Re: Bug report: kernel paniced while booting

From: Icenowy Zheng
Date: Mon Jun 05 2023 - 20:48:48 EST


在 2023-06-05星期一的 13:55 -0700,Atish Patra写道:
> On Mon, Jun 5, 2023 at 8:13 AM Sunil V L <sunilvl@xxxxxxxxxxxxxxxx>
> wrote:
> >
> > On Mon, Jun 05, 2023 at 04:25:06PM +0200, Alexandre Ghiti wrote:
> > > Hi Song,
> > >
> > > On Mon, Jun 5, 2023 at 12:52 PM Song Shuai
> > > <songshuaishuai@xxxxxxxxxxx> wrote:
> > > >
> > > > Description of problem:
> > > >
> > > > Booting Linux With RiscVVirtQemu edk2 firmware, a Store/AMO
> > > > page fault was trapped to trigger a kernel panic.

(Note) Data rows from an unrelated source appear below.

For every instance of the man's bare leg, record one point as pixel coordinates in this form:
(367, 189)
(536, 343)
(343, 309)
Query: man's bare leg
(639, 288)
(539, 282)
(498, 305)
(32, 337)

> > > > The entire log has been posted at this link :
> > > > https://termbin.com/nga4.
> > > >
> > > > You can reproduce it with the following step :
> > > >
> > > > 1. prepare the environment with
> > > >    - Qemu-virt:  v8.0.0 (with OpenSbi v1.2)
> > > >    - edk2 : at commit (2bc8545883 "UefiCpuPkg/CpuPageTableLib:
> > > > Reduce the number of random tests")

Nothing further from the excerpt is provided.